The Loan Programs Office, which has tens of billions in loan authority at its disposal, was largely put on ice during the Trump administration and has only recently started issuing new awards. Its first award under Biden came in December, when it approved a $1 billion loan guarantee to a low-carbon hydrogen and carbon black project in Nebraska (Energywire, Jan. 3).
Future loan awards from the loan office could go out to U.S.-based solar manufacturers, said officials on the call. “Some of those deals are going to help expand our capacity to manufacture and help build that solar supply chain in the United States,” one official said.
Solar loans from DOE during previous administrations faced controversy. The office’s backing of panel manufacturer Solyndra in 2009, for example, became a politicized debacle after the company declared bankruptcy two years later. Critics said markets, rather than federal dollars, should shape the energy sector. Supporters of the loan office have often defended the office’s loans, pointing out that its overall portfolio remains in the black.

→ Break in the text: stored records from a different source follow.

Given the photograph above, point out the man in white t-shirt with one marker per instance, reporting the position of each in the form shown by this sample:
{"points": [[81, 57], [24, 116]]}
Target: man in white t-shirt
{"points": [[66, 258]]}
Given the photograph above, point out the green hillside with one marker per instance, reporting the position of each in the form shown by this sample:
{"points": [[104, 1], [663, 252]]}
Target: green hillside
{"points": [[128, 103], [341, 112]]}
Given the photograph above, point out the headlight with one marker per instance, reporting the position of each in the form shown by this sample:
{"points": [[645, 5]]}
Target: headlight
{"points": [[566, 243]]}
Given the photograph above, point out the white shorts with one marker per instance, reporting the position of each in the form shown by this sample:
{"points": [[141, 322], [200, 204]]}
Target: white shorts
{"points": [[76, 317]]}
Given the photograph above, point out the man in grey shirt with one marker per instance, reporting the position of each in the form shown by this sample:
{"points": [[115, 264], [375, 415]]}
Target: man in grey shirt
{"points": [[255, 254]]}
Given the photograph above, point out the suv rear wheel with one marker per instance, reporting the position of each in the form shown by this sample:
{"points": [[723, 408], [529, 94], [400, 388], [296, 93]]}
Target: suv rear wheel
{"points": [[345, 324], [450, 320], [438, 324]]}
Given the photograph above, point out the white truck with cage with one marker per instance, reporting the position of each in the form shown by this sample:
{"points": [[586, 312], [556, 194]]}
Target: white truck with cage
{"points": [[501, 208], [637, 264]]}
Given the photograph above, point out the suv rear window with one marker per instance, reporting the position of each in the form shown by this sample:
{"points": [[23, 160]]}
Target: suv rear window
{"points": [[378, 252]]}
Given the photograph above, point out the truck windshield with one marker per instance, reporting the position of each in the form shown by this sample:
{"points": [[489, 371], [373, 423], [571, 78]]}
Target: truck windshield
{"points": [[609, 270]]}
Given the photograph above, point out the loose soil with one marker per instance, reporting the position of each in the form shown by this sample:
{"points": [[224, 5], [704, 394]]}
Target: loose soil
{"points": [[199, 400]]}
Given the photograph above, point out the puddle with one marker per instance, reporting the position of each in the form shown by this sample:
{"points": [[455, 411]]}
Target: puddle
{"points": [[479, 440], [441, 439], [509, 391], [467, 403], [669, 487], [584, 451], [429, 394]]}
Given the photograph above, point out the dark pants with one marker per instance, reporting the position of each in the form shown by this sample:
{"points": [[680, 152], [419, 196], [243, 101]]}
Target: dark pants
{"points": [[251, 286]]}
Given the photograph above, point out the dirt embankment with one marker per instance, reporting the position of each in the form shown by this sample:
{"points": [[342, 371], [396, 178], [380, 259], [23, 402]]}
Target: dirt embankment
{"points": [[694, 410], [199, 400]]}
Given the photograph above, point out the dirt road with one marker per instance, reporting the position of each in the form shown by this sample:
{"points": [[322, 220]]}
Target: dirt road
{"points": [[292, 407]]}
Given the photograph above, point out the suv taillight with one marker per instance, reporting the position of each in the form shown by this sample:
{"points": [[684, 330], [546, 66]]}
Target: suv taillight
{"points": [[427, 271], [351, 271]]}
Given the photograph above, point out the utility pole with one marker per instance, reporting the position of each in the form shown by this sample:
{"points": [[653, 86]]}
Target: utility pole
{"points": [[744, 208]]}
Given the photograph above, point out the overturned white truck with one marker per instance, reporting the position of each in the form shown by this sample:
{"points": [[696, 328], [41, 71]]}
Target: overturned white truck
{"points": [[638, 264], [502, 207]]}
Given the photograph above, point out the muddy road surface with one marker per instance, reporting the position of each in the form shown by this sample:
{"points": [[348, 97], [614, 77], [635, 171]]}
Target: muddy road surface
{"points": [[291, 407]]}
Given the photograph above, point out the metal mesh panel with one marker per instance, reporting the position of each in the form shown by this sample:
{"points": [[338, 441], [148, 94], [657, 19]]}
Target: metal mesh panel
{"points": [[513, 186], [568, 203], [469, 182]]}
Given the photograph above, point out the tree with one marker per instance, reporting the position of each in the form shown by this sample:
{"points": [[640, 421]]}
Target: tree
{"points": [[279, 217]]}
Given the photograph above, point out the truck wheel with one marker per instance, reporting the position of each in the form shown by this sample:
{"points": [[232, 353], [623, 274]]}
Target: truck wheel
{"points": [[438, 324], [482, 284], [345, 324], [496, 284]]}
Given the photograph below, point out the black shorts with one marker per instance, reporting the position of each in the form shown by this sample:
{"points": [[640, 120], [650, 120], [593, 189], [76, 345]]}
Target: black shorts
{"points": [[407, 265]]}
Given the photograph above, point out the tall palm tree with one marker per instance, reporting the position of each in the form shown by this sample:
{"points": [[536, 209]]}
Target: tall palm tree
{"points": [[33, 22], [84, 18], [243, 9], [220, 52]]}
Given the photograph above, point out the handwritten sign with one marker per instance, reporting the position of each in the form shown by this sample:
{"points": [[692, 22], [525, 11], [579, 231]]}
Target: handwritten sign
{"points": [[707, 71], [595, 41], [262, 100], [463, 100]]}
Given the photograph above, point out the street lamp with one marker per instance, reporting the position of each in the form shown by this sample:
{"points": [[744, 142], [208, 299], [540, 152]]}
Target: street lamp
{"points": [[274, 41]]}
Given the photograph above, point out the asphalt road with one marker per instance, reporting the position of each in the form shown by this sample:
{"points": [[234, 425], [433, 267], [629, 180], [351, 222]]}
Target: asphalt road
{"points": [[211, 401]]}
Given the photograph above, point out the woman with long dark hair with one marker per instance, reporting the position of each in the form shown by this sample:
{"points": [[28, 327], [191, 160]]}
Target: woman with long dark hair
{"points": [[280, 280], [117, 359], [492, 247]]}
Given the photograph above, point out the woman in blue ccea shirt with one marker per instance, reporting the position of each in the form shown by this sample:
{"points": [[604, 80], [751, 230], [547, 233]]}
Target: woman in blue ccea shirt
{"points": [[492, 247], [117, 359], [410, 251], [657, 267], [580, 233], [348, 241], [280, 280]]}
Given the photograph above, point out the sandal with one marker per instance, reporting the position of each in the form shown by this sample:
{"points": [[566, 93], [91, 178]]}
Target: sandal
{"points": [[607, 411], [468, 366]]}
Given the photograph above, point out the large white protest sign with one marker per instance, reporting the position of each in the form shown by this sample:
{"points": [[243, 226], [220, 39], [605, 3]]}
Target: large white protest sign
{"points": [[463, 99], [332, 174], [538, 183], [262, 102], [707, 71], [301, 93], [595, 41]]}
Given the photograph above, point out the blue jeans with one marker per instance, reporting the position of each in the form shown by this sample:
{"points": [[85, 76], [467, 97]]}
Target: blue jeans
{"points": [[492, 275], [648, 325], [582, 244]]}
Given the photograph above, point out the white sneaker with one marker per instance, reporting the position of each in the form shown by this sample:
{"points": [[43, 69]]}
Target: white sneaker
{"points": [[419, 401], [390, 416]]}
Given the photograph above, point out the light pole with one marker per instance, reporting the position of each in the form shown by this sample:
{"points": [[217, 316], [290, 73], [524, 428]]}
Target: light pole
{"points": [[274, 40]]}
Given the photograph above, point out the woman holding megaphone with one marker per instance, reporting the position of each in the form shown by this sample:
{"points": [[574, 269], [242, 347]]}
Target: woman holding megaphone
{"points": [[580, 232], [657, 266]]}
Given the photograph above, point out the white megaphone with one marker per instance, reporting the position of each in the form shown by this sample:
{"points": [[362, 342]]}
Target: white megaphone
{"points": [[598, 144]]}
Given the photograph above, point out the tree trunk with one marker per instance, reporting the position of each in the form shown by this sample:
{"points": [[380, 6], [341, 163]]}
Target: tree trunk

What is clear is that the work of both the loan office and the Office of Clean Energy Demonstrations could become key parts of the Biden administration’s legacy on climate, particularly if Congress continues to stymie broader legislation.
A report this week from the centrist think tank Third Way noted that the 2009 stimulus package delivered $4.5 billion for large-scale demonstrations. For the next decade, skeptics were able to limit the Energy Department’s work on young clean technologies to earlier-stage research and development, Third Way said.
If something similar happens to the Office of Clean Energy Demonstrations, the emerging clean energy projects supported by the office could collapse, Third Way said.
Congress will need to make “consistent and regular” appropriations that allow the office’s capabilities to grow “rapidly and in proportion” to the capital required for the demonstration projects, according to the report.
“Significant progress has already been made, but it will take years of consistent funding for OCED to develop the capabilities and expertise it needs and to refine a market-oriented framework for the demonstration of new technology,” wrote its authors.
Cummins, in her call for appropriations that would cover new clean energy work from her office, expressed a similar sentiment. “We really see our office as contributing to crosscutting, at-scale demonstrations even beyond what has been appropriated,” she said. “We see this as an ongoing need for our demonstration work.”
Her office’s chief priority is delving into thousands of pages’ worth of comments on how to design energy demonstrations, which include billions in hubs for low-carbon hydrogen and carbon capture.
“We are now going through those and figuring out how that will inform our program designs,” she said. “I would say we’re moving apace.”
This story also appears in Climatewire.